I nodded my head slowly. I thought about all of the different outcomes the pregnancy could have. I weighed the risks and the rewards. My mind raced with thoughts, imagining every equation. I eventually came to a decision.

"I think........." I paused making sure this was something I wanted to do. "I think I still want to keep the baby. I want the chance to be a mother. I know itll be risky, but it's what I want."

Ivy processed what I just said for a minute. She looked over at the pregnancy tests again before making her way towards me. She landed in close, her lips meeting mine in a slow kiss. When she pulled away, her soft hands wrapped around my waist as she pulled my stomach close to her. She gave my stomach a small rub before kissing it.

"You know, theres not much there right now silly goose." I giggled as her lips kissed my stomach again.

"I dont care." Ivy smiled. "I cant wait to be a mother with you....if you want me to be a second mother. After all, it's your child. I dont mean to intrude."

"Are you kidding me?" I rhetorically asked. "You're my fiance! Of course you're gonna be its mother too."

I watched as Ivy smiled, relief rushing over her. I giggled noticing a hint of blush creeping onto her cheeks. Her smile quickly dropped as she grabbed my hands.

"Harley....what are you going to do about Joker? That's his kid you're carrying. Are you going to tell him?" Ivy asked getting all serious again.

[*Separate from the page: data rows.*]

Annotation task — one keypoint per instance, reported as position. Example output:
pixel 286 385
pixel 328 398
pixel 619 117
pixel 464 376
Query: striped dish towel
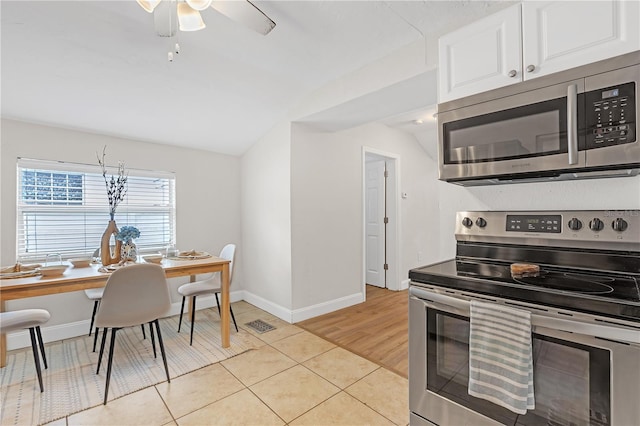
pixel 500 361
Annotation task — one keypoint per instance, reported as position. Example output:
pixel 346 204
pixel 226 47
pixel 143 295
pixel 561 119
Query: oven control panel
pixel 534 223
pixel 602 229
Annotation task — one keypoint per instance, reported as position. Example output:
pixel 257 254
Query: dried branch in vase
pixel 116 187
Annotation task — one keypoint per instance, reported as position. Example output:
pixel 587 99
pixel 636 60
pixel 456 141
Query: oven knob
pixel 575 224
pixel 596 225
pixel 619 224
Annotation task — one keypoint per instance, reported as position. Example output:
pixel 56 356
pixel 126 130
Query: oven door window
pixel 527 131
pixel 571 380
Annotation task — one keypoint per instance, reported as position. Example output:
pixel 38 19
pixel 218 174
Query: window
pixel 63 208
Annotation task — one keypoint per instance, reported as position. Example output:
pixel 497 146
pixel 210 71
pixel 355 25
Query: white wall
pixel 266 222
pixel 207 196
pixel 327 214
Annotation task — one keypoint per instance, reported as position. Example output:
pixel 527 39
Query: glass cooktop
pixel 605 293
pixel 607 285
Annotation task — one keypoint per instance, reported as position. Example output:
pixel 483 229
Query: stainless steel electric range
pixel 584 301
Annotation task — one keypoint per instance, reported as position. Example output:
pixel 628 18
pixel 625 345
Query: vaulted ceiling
pixel 99 66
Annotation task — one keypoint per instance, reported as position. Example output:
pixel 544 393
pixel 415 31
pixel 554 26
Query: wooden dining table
pixel 76 279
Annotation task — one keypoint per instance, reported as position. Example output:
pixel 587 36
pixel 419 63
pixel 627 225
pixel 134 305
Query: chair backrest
pixel 228 252
pixel 134 295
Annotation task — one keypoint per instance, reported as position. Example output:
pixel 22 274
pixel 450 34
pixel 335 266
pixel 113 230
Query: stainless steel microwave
pixel 574 124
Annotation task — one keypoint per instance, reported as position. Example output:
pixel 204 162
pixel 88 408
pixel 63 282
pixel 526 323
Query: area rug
pixel 71 383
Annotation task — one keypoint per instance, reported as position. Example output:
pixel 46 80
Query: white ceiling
pixel 99 66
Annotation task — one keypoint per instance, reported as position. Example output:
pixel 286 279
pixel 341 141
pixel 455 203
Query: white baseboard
pixel 302 314
pixel 268 306
pixel 404 284
pixel 52 333
pixel 326 307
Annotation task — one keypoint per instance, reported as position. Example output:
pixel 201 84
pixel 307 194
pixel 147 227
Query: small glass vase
pixel 106 255
pixel 128 251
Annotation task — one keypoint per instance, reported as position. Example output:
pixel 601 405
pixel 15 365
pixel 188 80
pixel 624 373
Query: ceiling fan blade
pixel 245 13
pixel 165 19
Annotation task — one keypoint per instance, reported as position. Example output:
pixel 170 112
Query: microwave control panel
pixel 611 116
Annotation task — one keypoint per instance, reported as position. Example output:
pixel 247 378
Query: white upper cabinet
pixel 558 35
pixel 532 39
pixel 481 56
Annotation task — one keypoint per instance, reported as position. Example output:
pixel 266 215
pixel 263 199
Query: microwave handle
pixel 572 122
pixel 462 307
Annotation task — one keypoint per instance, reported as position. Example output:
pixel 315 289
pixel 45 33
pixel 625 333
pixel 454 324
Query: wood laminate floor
pixel 376 329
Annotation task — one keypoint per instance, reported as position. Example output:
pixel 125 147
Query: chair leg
pixel 44 356
pixel 193 318
pixel 93 315
pixel 95 338
pixel 110 362
pixel 217 303
pixel 153 340
pixel 233 317
pixel 32 333
pixel 181 311
pixel 164 356
pixel 104 340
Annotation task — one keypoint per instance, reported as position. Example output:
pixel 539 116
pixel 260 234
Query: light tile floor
pixel 295 378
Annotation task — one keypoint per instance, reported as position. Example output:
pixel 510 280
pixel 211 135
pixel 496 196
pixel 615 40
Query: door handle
pixel 610 332
pixel 572 123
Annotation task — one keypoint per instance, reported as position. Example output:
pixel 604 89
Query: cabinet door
pixel 481 56
pixel 559 35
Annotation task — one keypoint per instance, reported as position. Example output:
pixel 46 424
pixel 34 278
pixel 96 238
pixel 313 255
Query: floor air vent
pixel 260 326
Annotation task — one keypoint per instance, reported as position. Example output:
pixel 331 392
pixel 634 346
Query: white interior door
pixel 375 226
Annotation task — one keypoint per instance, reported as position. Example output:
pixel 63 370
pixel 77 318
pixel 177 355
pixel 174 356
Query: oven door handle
pixel 461 306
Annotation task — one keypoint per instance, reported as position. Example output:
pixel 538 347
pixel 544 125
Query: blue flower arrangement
pixel 127 233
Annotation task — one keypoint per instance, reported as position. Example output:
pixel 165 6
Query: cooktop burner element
pixel 592 268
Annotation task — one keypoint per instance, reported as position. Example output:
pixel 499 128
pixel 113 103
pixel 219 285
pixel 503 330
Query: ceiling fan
pixel 187 14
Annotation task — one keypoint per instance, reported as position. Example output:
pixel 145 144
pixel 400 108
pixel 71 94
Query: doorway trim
pixel 393 212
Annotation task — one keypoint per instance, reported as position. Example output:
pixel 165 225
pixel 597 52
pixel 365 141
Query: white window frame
pixel 72 227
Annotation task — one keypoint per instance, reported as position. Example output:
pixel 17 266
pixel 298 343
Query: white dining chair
pixel 30 319
pixel 135 294
pixel 210 285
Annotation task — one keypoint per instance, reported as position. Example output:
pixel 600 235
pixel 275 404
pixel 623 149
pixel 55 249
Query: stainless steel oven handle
pixel 572 123
pixel 621 334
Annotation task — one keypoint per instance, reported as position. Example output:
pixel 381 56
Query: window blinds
pixel 63 208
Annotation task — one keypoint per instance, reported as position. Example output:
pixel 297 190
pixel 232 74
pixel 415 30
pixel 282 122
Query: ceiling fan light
pixel 189 19
pixel 199 4
pixel 148 5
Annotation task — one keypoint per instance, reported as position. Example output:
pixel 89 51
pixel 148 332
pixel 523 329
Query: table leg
pixel 3 343
pixel 192 279
pixel 224 309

"I thought about keeping it a secret. Our child would be much safer away from its father." I sighed looking at ivy. "But I think we should tell him. I mean, everyone deserves a chance at a new start. Maybe he'll change his ways. Unlikely, of course, but it's worth a shot. He deserves the chance to be a father. I dont think I could live with myself if I never gave my kid a chance at a relationship with its dad."

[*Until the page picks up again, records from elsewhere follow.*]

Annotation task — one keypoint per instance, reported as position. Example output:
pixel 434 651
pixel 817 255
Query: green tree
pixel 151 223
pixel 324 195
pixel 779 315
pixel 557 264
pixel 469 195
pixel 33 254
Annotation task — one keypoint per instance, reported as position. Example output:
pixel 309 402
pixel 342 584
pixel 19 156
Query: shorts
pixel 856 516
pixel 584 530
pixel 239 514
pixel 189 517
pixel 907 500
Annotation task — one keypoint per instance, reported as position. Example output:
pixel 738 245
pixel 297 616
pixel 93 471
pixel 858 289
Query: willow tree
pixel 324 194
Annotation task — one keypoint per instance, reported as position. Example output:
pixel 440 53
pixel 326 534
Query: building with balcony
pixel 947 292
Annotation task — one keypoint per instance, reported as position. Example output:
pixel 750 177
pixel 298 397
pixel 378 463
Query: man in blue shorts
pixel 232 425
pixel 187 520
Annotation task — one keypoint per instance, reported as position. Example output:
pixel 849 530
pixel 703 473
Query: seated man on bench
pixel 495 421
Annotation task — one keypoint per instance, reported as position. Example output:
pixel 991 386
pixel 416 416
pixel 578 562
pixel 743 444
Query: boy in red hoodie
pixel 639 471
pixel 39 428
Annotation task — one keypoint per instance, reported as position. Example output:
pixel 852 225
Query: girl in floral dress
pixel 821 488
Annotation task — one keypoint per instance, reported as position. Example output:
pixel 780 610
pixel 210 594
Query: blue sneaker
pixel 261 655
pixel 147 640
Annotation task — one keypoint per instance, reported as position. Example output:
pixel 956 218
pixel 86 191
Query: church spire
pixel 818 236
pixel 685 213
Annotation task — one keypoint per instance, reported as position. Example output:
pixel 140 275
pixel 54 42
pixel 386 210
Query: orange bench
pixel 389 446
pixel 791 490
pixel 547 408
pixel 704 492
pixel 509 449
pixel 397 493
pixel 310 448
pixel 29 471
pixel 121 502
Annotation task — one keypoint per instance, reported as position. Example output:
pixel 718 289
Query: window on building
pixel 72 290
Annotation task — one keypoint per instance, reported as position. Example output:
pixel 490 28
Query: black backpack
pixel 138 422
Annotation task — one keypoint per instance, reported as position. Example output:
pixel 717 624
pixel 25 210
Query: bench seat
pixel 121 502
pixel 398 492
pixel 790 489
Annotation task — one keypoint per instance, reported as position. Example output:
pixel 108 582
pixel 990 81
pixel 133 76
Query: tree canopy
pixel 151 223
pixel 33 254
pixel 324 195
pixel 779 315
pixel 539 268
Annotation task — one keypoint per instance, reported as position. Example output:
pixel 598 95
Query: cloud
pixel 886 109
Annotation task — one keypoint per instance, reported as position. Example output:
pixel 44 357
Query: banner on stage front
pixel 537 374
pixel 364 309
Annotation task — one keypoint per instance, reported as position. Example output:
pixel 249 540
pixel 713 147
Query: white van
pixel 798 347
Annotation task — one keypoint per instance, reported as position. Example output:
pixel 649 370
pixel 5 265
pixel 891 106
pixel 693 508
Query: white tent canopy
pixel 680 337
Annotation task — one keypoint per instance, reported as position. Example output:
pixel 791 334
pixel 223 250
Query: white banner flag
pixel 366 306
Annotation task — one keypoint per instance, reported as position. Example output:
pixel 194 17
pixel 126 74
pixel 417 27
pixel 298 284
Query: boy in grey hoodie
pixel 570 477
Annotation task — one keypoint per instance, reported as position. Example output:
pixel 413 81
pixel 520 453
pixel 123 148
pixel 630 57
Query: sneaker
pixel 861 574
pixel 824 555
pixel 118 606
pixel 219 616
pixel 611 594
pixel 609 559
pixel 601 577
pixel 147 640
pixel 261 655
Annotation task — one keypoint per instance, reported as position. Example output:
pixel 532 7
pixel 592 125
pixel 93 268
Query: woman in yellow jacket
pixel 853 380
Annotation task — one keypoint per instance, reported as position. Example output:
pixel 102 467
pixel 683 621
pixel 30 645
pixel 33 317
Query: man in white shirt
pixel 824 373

"I wouldnt let my child go anywhere near that creep if I were you. But like I said before, it's your baby. I understand where your coming from, but at the same time you have to realize that this isnt just some random guy. It's the Joker. Do what you want, but please just be careful. When are you going to tell him?" Ivy asked.

"Well I'm scheduled to get an ultrasound in a few weeks. I want him to be there so he can see our baby at the same time I do. So sometime before then." I replied looking down at my stomach.

"Okay, but I'm coming with you. I'm not leaving you alone with him." Ivy said putting her hand on her hip.

I nodded and gave her a smile. She smiled in return and gave me a hug before putting her hands back on my belly as if trying to touch my growing baby. I smiled. I knew at that very moment just how great of a mother Ivy would actually be.